Enhancing REST API Testing with NLP Techniques
Published in Proceedings of the 32nd ACM SIGSOFT International Symposium on Software Testing and Analysis (ISSTA 2023), 2023
RESTful services are commonly documented using OpenAPI specifications. Although numerous automated testing techniques have been proposed that leverage the machine-readable part of these specifications to guide test generation, their human-readable part has been mostly neglected.
Resources:
Problem Statement
Natural-language descriptions in OpenAPI specifications often contain relevant information, including:
- Example values for parameters
- Inter-parameter dependencies
- Parameter constraints
- Format specifications
This information can significantly improve test generation, but existing REST API testing tools ignore the human-readable descriptions and only use the machine-readable portions of specifications.
Our Approach: NLPtoREST
We propose NLPtoREST, an automated approach that applies natural language processing techniques to assist REST API testing.

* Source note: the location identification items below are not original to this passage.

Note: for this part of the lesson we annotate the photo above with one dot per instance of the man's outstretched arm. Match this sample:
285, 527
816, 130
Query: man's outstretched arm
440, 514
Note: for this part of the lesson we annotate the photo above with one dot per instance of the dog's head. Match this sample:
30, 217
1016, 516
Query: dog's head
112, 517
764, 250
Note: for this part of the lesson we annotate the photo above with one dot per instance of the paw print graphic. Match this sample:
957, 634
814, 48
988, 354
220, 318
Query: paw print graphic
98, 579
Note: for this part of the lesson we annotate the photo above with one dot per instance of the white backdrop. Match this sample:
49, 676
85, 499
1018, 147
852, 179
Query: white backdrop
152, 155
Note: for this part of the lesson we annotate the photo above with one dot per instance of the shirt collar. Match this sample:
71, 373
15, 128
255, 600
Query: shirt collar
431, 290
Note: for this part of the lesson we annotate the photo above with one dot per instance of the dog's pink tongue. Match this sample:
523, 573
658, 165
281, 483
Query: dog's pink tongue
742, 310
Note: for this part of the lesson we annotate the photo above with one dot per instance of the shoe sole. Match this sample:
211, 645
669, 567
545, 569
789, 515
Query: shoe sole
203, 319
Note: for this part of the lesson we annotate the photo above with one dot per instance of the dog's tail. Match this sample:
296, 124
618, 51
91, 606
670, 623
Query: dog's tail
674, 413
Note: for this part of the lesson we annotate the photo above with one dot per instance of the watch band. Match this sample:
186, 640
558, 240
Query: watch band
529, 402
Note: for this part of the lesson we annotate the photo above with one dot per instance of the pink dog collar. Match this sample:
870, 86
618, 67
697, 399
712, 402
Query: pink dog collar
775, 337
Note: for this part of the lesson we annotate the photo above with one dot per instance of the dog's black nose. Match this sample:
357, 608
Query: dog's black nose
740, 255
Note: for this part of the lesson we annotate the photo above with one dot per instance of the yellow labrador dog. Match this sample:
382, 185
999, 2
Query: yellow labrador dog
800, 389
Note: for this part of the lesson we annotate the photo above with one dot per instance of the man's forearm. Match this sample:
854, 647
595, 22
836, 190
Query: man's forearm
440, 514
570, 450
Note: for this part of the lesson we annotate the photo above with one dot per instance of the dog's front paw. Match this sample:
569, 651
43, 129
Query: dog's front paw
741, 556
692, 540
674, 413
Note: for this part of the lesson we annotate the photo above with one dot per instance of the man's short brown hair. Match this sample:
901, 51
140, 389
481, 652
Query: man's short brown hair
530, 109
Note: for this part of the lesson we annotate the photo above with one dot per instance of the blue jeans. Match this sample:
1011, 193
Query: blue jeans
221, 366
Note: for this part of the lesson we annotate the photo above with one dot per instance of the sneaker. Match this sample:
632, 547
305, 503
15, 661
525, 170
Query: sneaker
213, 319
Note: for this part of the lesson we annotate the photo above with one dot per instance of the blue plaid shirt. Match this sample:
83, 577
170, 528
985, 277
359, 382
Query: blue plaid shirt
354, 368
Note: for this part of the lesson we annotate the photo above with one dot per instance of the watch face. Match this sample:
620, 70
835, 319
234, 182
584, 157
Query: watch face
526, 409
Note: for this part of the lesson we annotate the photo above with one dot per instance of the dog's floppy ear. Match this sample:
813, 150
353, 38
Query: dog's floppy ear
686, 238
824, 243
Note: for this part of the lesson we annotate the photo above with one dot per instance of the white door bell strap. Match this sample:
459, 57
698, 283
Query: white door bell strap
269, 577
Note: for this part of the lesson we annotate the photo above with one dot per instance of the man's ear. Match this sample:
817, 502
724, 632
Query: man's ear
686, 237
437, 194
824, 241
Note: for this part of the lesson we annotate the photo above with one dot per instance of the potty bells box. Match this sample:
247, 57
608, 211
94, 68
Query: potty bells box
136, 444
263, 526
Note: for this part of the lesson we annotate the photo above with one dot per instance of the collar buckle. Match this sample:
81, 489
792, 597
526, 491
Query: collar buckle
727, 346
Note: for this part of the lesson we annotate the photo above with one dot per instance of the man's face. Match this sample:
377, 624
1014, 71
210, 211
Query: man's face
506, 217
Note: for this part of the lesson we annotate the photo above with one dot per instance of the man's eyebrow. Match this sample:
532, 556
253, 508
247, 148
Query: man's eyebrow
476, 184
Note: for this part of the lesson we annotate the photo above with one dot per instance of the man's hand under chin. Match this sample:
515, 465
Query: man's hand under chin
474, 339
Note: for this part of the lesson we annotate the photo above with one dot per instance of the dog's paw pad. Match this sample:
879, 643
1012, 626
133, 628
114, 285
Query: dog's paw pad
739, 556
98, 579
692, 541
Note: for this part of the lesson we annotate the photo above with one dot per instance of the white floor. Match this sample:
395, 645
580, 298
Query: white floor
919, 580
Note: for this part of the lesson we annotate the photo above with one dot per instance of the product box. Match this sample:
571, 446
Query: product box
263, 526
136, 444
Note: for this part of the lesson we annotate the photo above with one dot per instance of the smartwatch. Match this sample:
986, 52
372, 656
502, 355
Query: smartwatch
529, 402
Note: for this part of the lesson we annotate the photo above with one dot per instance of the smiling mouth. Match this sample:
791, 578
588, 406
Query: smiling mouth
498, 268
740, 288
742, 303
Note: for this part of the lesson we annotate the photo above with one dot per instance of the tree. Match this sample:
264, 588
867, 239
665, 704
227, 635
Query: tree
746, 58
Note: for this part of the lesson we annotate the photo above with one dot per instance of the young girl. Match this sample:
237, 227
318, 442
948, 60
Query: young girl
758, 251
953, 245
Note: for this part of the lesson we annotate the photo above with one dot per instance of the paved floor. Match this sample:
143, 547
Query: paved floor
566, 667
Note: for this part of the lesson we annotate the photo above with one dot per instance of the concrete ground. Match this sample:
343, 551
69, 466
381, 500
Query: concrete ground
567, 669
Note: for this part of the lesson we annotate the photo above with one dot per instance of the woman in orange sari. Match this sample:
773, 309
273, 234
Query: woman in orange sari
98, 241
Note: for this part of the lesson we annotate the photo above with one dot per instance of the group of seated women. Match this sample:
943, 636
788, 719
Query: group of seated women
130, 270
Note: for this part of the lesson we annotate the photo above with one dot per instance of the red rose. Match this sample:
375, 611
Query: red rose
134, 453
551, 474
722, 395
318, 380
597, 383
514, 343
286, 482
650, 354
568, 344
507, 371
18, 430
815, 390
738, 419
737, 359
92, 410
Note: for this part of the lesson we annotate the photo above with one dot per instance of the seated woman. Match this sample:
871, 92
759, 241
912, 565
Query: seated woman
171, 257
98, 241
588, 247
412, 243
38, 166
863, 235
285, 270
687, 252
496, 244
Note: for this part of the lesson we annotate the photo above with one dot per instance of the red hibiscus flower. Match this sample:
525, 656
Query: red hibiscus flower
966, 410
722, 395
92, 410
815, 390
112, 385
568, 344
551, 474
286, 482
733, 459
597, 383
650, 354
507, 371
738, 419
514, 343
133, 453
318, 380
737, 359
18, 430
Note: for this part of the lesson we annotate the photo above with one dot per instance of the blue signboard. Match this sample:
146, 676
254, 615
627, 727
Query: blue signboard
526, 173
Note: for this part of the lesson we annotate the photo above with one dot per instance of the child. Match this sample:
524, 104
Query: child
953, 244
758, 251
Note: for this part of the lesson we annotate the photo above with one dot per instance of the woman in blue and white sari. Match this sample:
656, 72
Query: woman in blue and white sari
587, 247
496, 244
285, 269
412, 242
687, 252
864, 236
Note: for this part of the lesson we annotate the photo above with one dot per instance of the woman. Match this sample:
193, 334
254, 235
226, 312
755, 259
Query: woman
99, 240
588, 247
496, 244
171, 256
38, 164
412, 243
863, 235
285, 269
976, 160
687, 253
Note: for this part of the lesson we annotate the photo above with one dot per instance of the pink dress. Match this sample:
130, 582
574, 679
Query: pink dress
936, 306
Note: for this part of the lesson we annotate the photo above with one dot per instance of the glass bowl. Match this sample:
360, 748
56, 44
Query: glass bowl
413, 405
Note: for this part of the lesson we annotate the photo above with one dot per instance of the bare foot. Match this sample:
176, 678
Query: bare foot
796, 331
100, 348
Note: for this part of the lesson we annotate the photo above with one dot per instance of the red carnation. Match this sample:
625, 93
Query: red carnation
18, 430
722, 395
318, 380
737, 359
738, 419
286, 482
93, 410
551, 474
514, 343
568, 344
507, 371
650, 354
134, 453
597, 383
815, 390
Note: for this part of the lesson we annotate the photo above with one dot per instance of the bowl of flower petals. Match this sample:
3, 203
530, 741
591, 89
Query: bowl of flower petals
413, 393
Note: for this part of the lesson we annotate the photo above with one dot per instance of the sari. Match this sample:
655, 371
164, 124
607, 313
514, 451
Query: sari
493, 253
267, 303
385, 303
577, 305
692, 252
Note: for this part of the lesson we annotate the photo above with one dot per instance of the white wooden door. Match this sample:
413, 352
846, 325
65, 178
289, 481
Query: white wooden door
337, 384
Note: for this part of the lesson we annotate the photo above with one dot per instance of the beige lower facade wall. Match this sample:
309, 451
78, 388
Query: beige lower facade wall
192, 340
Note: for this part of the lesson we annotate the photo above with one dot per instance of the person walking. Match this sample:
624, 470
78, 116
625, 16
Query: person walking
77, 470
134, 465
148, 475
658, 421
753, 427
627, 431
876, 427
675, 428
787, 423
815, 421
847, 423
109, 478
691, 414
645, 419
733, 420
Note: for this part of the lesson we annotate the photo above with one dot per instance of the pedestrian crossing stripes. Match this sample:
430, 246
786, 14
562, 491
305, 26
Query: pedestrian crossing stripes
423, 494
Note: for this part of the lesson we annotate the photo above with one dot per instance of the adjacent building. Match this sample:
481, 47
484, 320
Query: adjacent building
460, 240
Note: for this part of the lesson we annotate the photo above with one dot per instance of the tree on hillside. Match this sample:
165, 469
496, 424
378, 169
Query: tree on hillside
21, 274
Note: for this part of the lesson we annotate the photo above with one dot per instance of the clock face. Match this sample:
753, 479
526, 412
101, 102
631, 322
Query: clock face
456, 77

The approach consists of three main phases:
1. NLP-based Rule Extraction
Vocabulary Terms Identification:
- Uses a custom Word2Vec model (restW2V) trained on 1,875,607 text sets from 4,064 REST API specifications
- Identifies sentences containing OpenAPI vocabulary terms using semantic similarity
- Matches 55 mappings between search terms and OpenAPI keywords
Value and Parameter Name Detection:
- Uses regular expressions for enumerated or quoted strings
- Applies constituency parse tree analysis as fallback
- Extracts parameter names and values from natural language descriptions
Rule Generation:
- Creates OpenAPI-compliant rules from extracted information
- Supports four rule categories:
- Parameter type/format rules
- Parameter constraint rules
- Parameter example rules
- Operation constraint rules (inter-parameter dependencies)
2. Rule Validation
Static Pruning:
- Analyzes rule combinations for syntactic compatibility
- Discards combinations incompatible with OpenAPI standard
- Dramatically reduces combinations requiring dynamic checking
Dynamic Checking:
- Generates validation test cases for rule combinations
- Executes tests against deployed API instance
- Identifies maximal combination of valid rules
Fine Tuning:
- Further validates potentially valid rules through mutations
- Repairs inter-parameter dependency rules (Or, OnlyOne, AllOrNone, ZeroOrOne)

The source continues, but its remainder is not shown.